Headbourne Worthy Church

Headbourne Worthy was another vill held by the Mortimers of Wigmore probably from 1075. The church is another early site, in this case dedicated to St Swithun, the bishop of Winchester who died in 682.  It was certainly completed before the reign of King Edgar (d.975). The Mortimers of Wigmore held the vill tenaciously despite the fact that Hugh Mortimer (d.1181) legally should have returned the church to St Swithun's of Winchester according to a charter of the reign of Edward the Confessor (d.1066).

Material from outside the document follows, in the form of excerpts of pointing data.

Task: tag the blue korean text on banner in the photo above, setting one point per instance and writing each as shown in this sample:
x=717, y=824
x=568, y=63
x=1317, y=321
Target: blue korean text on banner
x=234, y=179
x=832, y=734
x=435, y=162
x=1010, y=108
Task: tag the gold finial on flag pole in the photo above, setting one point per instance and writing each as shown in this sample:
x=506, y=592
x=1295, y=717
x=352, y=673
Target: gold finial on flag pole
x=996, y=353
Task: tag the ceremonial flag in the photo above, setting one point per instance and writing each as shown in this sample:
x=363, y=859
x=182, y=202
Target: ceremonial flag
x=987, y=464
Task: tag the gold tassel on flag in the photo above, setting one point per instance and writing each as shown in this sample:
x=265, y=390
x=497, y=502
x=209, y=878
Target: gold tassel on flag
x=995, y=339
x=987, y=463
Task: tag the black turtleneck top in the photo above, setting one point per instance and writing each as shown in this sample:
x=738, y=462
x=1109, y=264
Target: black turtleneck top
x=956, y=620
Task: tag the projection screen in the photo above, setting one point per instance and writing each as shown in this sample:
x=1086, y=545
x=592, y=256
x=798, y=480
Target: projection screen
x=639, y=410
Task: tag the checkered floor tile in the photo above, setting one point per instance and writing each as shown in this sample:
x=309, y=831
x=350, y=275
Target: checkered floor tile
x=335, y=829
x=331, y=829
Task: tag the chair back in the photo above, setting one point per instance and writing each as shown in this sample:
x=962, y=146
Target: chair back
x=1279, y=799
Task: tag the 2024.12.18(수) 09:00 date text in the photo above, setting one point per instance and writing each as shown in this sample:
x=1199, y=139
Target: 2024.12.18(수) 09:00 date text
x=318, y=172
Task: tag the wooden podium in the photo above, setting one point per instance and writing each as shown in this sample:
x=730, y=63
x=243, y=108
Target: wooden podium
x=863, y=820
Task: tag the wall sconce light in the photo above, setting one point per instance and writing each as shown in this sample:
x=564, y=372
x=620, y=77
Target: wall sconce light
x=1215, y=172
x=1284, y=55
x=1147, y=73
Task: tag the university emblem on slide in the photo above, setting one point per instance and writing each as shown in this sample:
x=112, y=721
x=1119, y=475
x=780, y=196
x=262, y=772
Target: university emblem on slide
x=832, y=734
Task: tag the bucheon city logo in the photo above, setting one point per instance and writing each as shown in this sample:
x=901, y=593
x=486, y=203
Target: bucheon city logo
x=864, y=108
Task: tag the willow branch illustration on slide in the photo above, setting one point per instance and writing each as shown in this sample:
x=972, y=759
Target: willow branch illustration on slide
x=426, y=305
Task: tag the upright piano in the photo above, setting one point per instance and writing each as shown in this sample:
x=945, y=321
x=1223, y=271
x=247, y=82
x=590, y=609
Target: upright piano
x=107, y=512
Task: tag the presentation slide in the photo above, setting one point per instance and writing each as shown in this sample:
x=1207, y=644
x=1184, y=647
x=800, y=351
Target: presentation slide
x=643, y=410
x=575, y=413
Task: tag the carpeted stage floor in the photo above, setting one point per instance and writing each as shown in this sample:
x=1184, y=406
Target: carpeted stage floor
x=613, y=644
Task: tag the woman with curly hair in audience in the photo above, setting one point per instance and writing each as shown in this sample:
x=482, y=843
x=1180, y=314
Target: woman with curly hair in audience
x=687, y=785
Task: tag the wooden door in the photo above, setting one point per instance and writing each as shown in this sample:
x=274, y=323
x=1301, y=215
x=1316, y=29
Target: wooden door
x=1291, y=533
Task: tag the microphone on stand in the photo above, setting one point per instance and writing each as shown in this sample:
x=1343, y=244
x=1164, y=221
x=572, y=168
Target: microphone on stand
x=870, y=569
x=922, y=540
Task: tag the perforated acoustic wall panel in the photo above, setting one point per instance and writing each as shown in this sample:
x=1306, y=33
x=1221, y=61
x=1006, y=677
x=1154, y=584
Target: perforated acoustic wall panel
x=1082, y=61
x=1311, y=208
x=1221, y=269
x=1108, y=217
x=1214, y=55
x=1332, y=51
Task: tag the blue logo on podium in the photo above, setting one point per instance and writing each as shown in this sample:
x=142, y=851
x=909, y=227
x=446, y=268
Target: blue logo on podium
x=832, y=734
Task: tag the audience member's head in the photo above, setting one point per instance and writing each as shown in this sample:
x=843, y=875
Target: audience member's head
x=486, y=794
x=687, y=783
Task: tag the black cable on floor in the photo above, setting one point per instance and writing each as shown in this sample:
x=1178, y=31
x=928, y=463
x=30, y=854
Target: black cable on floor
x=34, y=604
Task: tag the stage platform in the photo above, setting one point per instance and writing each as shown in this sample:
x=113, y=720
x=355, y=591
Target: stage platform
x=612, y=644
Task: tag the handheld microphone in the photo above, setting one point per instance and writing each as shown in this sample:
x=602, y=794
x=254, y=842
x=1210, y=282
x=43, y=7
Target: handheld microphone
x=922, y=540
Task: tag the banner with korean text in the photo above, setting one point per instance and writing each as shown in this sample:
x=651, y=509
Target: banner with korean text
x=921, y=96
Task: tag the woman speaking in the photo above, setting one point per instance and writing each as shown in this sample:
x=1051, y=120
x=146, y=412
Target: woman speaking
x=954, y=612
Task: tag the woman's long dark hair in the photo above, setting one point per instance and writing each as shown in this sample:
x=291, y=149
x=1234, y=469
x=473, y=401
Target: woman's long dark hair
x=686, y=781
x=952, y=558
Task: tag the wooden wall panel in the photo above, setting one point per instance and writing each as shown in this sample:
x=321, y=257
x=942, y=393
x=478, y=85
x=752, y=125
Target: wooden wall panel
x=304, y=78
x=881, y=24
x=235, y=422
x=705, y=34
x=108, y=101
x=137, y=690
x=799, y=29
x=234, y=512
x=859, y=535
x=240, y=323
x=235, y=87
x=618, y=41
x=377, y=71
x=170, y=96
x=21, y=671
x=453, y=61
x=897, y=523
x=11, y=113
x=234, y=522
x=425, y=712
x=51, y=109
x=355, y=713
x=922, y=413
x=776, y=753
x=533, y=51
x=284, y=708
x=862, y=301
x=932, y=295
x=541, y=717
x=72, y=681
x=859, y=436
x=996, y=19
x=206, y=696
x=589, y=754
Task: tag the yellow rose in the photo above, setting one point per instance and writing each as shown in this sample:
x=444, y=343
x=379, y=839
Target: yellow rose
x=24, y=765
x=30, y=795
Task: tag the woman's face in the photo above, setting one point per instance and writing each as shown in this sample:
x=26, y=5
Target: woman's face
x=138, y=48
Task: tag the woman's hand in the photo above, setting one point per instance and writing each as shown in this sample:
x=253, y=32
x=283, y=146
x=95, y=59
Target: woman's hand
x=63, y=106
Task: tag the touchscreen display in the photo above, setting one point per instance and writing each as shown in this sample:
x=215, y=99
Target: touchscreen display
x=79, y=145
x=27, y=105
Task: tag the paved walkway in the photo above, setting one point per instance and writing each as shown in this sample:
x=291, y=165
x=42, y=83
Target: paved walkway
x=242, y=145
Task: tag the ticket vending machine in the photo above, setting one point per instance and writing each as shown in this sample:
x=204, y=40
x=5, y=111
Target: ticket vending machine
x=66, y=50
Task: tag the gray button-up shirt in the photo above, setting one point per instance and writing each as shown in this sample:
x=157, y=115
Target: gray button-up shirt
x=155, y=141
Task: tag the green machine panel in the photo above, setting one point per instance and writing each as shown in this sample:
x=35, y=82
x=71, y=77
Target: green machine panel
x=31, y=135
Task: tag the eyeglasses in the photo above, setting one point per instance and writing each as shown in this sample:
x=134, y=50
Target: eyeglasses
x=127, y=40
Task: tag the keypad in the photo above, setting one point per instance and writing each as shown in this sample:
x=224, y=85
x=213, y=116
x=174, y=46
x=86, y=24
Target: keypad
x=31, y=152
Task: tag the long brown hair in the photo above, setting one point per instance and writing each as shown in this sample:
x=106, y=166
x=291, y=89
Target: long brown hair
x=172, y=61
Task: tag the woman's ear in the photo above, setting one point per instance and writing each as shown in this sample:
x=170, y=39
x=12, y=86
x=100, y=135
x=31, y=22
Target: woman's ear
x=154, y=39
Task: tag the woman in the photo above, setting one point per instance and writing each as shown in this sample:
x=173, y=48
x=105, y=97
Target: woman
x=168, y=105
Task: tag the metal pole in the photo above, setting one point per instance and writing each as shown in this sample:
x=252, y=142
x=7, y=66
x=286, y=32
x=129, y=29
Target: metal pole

In 1300 Edmund Mortimer (d.1304) sold the vill to the Genevilles, but it reverted to the Mortimers with the marriage of Roger Mortimer (d.1330) to Joan Geneville (d.1356) in 1301.

The church consists of another early nave and chancel with the later addition of a south-west tower. There is also an early 'western chamber' of Saxon date which is where the tower would normally be expected. Despite thirteenth century rebuilding the north and west side of the nave and the western chamber still appear to be original as can be seen by the typical 'long and short work'.  The west door is a fine piece of Saxon stonework and there are traces of an early low relief stone rood, which was unfortunately nearly obliterated during the Reformation.

The peculiarly postitioned south-west tower and the rebuildings of the nave almost certainly took place under Mortimer lordship. It has been stated that the three bells in the tower all date back to the time of Mortimer lordship and are remarkable survivals. They are claimed to be a 4½ cwt treble dated 1380 and two further bells weighing 6cwt and 8cwt inscribed St Gabriel - 1420 and Sancte Nicolae -1420 respectively. However they all exhibit makers' marks which show them to be of early seventeenth century origin in Roger Landon's Reading Foundary.